Identify QIAseq Multimodal DNA Library Kit Variants
Three workflows are designed to call somatic variants from DNA data with UMIs produced with the QIAseq Multimodal DNA/RNA Library Kit.
DNA data without UMIs produced with the QIAseq Multimodal DNA/RNA Library Kit, can be analyzed using the Hybrid Capture template workflows Identify QIAseq Hybrid Capture DNA Germline Variants (Illumina) (see Identify QIAseq Hybrid Capture DNA Germline Variants (Illumina)) and Identify QIAseq Hybrid Capture DNA Somatic Variants (Illumina) (see Identify QIAseq Hybrid Capture DNA Somatic Variants (Illumina)) as well as the Identify QIAseq Somatic Variants (WGS) (Illumina) template workflow (see Identify QIAseq Somatic Variants (WGS) (Illumina)).
The three available workflows for data with UMIs are:
- Identify QIAseq Hybrid Capture Somatic Variants (with UMI) (Illumina) for data generated with UMIs, followed by hybrid capture-based target enrichment without addition of mitochondrial spike-in probes, such as QIAseq Exome, QIAseq xHYB Human, or panels from a third party provider.

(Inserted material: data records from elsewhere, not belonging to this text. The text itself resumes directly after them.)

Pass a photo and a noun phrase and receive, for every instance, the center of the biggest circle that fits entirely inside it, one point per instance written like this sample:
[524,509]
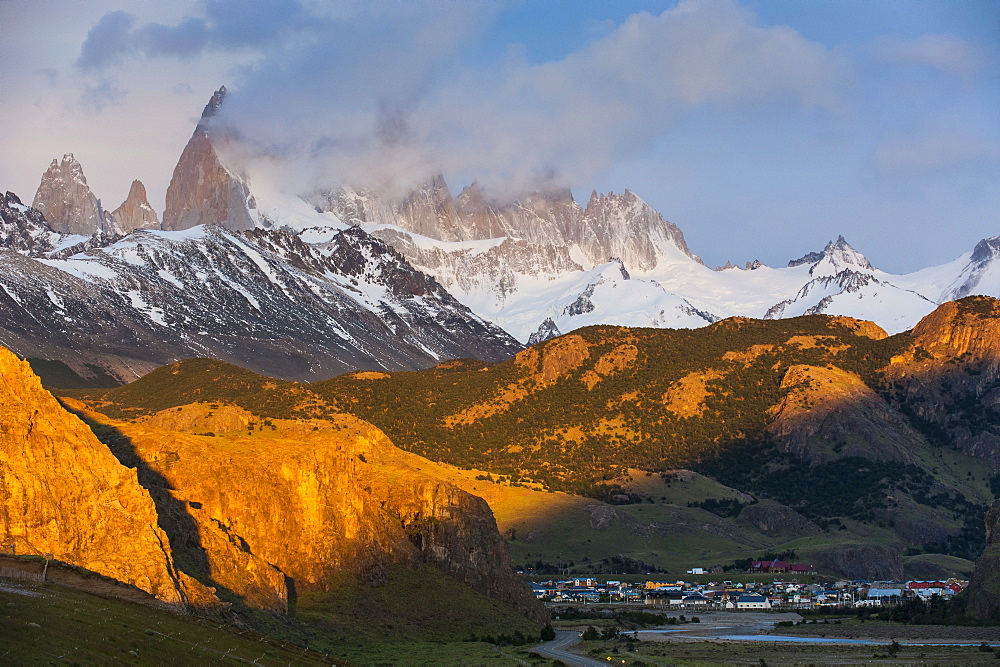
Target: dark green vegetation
[58,374]
[46,623]
[415,618]
[859,453]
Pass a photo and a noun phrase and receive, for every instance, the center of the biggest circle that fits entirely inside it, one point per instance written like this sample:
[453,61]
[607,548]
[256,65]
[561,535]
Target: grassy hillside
[50,623]
[798,415]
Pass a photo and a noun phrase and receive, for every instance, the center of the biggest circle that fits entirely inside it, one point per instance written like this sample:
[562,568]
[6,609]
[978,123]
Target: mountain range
[869,455]
[307,285]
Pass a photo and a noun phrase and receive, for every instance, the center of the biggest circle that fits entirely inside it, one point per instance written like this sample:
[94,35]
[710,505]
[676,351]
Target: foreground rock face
[266,511]
[983,594]
[64,493]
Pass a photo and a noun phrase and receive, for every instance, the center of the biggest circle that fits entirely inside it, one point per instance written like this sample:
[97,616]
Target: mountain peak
[65,199]
[202,190]
[212,108]
[986,250]
[135,212]
[836,257]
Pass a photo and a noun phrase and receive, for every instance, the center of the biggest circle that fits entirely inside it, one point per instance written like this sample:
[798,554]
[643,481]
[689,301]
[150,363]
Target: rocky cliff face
[983,595]
[202,191]
[23,229]
[135,212]
[64,493]
[259,513]
[314,498]
[67,203]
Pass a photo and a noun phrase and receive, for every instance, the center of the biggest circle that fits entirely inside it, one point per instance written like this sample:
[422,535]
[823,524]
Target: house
[752,601]
[696,600]
[768,567]
[885,594]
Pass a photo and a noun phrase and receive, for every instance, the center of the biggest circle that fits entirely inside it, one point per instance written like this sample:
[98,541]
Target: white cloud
[932,150]
[945,52]
[518,123]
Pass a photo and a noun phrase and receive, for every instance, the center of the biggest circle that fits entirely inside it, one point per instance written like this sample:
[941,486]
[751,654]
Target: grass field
[690,654]
[48,623]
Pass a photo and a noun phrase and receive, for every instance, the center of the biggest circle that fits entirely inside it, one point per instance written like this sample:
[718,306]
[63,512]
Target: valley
[381,360]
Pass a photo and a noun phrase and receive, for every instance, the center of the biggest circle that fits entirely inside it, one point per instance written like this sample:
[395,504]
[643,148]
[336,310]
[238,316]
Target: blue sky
[763,129]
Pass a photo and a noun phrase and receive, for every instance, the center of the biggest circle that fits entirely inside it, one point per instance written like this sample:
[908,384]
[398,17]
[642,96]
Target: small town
[778,594]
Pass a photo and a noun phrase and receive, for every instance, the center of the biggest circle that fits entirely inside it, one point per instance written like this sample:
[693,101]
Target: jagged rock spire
[65,199]
[202,191]
[135,212]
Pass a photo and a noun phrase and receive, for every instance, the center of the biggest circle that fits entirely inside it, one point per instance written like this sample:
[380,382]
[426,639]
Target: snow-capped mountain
[262,299]
[305,285]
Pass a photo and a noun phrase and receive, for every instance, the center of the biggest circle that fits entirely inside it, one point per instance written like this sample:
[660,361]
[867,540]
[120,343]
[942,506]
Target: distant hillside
[210,508]
[829,417]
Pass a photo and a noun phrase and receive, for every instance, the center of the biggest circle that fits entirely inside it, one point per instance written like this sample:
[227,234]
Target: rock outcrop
[23,229]
[259,514]
[67,203]
[64,493]
[135,212]
[982,598]
[267,508]
[202,191]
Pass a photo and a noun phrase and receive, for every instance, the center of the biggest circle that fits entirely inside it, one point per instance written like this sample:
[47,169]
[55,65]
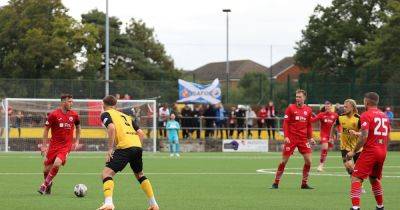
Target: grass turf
[194,181]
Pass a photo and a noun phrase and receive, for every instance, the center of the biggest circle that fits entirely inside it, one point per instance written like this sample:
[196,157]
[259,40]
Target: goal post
[24,118]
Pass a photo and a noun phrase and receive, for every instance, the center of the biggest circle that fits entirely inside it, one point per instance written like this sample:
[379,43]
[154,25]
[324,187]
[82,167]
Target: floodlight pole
[107,73]
[227,11]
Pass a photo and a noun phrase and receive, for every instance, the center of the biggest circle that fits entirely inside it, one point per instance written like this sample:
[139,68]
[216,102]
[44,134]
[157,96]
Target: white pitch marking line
[273,171]
[162,173]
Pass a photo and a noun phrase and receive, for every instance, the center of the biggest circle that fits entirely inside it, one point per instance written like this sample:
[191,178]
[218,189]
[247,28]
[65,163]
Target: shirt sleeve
[135,126]
[309,126]
[106,119]
[315,118]
[50,120]
[77,120]
[286,122]
[364,121]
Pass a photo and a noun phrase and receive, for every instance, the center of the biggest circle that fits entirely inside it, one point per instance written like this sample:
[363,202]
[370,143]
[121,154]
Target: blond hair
[353,103]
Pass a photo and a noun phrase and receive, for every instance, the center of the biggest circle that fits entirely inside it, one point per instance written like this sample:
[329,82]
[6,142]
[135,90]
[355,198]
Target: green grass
[195,181]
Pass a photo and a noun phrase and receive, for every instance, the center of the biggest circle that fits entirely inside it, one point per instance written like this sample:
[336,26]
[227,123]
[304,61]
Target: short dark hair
[373,98]
[66,96]
[301,91]
[110,100]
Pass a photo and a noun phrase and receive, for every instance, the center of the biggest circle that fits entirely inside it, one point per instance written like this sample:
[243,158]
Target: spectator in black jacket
[209,116]
[186,120]
[196,114]
[241,118]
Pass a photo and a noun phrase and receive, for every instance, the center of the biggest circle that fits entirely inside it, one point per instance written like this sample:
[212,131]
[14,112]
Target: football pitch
[194,181]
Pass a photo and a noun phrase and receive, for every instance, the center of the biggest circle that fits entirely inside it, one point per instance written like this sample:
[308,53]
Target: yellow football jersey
[348,142]
[125,129]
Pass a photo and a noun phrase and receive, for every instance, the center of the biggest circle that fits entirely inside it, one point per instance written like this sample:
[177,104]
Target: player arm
[363,125]
[77,132]
[315,118]
[309,128]
[108,123]
[139,131]
[45,139]
[286,123]
[361,141]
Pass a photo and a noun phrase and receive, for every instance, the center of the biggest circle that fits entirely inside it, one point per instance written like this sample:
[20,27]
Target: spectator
[262,115]
[271,120]
[209,115]
[220,116]
[389,114]
[240,119]
[339,109]
[18,121]
[196,120]
[172,128]
[186,120]
[250,116]
[232,121]
[127,97]
[163,114]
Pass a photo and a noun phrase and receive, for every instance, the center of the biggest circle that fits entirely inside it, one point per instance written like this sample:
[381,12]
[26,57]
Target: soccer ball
[80,190]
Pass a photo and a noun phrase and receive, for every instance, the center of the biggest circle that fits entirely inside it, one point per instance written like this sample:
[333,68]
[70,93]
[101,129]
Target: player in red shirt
[375,130]
[61,122]
[327,119]
[298,133]
[262,120]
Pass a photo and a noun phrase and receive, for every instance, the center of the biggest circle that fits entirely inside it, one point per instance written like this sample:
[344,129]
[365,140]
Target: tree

To analyze data generated with panels from a third party provider, see also QIAseq custom panels.
- Identify QIAseq Hybrid Capture DNA Somatic Variants with TMB and MSI (with UMI) (Illumina) (beta) for data generated with UMIs, followed by hybrid capture-based target enrichment, as described above.
The workflow furthermore calculates a TMB score and MSI status. TMB calculation is suitable for panels with sufficiently large target regions. Friends of Cancer Research recommends at least 667 kb [Vega et al., 2021]. The TMB evaluation is often accompanied by MSI assessment, as this can provide complementary information about the sample and possible treatment [Vanderwalde et al., 2018].
Please note that this workflow is in beta.
- Identify QIAseq Multimodal DNA Library Kit with UMI Somatic Variants (WGS) (Illumina) for WGS data generated with UMIs.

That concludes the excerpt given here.